Issue #1106
Memory Leak Charon FreeBSD
Description
This box has one IPsec Tunnel, but i have a box that has 100 tunnels that runs out of 2gb of memory and swap space after about 3 days.(The box crashes due to no swap) I have searched everywhere and can't find a issue with my configuration. If i kill Charon and load it again it will gradually eat up memory. Reboot, Fresh Install, nothing stops it from eating memory.

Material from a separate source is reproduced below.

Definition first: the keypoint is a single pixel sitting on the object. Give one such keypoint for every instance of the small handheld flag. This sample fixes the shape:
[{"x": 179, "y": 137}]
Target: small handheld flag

ipsec statusall Status of IKE charon daemon (strongSwan 5.3.2, FreeBSD 10.1-RELEASE-p15, amd64): uptime: 44 days, since Jul 27 13:24:48 2015 worker threads: 10 of 16 idle, 6/0/0/0 working, job queue: 0/0/0/0, scheduled: 3 loaded plugins: charon unbound aes des blowfish rc2 sha1 sha2 md4 md5 random nonce x509 revocation constraints pubkey pkcs1 pkcs7 pkcs8 pkcs12 pgp dnskey sshkey ipseckey pem openssl fips-prf xcbc cmac hmac curl attr kernel-pfkey kernel-pfroute resolve socket-default stroke smp updown eap-identity eap-sim eap-md5 eap-mschapv2 eap-dynamic eap-radius eap-tls eap-ttls eap-peap xauth-generic xauth-eap whitelist addrblock unity Listening IP addresses: X.X.X.X X.X.X.X X.X.X.X X.X.X.X Connections: bypasslan: %any...%any IKEv1/2 bypasslan: local: uses public key authentication bypasslan: remote: uses public key authentication bypasslan: child: X.X.X.X/X|/0 === X.X.X.X/X|/0 PASS con1: X.X.X.X...X.X.X.X IKEv2, dpddelay=10s con1: local: [X.X.X.X] uses pre-shared key authentication con1: remote: [X.X.X.X] uses pre-shared key authentication con1: child: X.X.X.X/X|/0 === X.X.X.X/X|/0 X.X.X.X/X|/0 TUNNEL, dpdaction=restart Shunted Connections: bypasslan: X.X.X.X/X|/0 === X.X.X.X/X|/0 PASS Routed Connections: con1{2233}: ROUTED, TUNNEL, reqid 1 con1{2233}: X.X.X.X/X|/0 === X.X.X.X/X|/0 X.X.X.X/X|/0 Security Associations (1 up, 0 connecting): con1[188]: ESTABLISHED 3 hours ago, X.X.X.X[X.X.X.X]...X.X.X.X[X.X.X.X] con1[188]: IKEv2 SPIs: 634c4b09653e75f6_i 3f096e7e6e227d29_r*, pre-shared key reauthentication in 4 hours con1[188]: IKE proposal: AES_CBC_256/HMAC_MD5_96/PRF_HMAC_MD5/MODP_1024 con1{2232}: INSTALLED, TUNNEL, reqid 1, ESP SPIs: c42e8a95_i c67e08b4_o con1{2232}: AES_CBC_256/HMAC_MD5_96, 597807 bytes_i (7711 pkts, 0s ago), 10543976 bytes_o (9315 pkts, 1161s ago), rekeying in 17 minutes con1{2232}: X.X.X.X/X|/0 === X.X.X.X/X|/0 X.X.X.X/X|/0 con1{2234}: INSTALLED, TUNNEL, reqid 1, ESP SPIs: c7e77372_i ced2ce23_o con1{2234}: AES_CBC_256/HMAC_MD5_96, 255838 bytes_i (3165 pkts, 0s ago), 1549768 bytes_o (3179 pkts, 0s ago), rekeying in 34 minutes con1{2234}: X.X.X.X/X|/0 === X.X.X.X/X|/0 X.X.X.X/X|/0
/var/etc/ipsec: top | grep charon 35874 root 17 20 0 497M 297M uwait 1 5:21 0.00% charon
Associated revisions
History
#1 Updated by Tobias Brunner over 5 years ago
- Description updated (diff)
- Category changed from charon to freebsd
- Status changed from New to Feedback
X.X.X.X/X|/0
Looks like you are using pfSense. I'm not aware of any memory leaks in charon. If there are any on this system that could be due to a modification added by the pfSense guys (which I think are still not publicly available, so I can't comment on that). Or perhaps because of some FreeBSD peculiarity that we handle incorrectly (e.g. something related to the PF_KEY or UDP sockets). If this is a classic memory leak (i.e. caused by not freeing allocated memory) it would be helpful to know where. As I don't think our own leak detective works on FreeBSD running charon in valgrind might be the best option to find it.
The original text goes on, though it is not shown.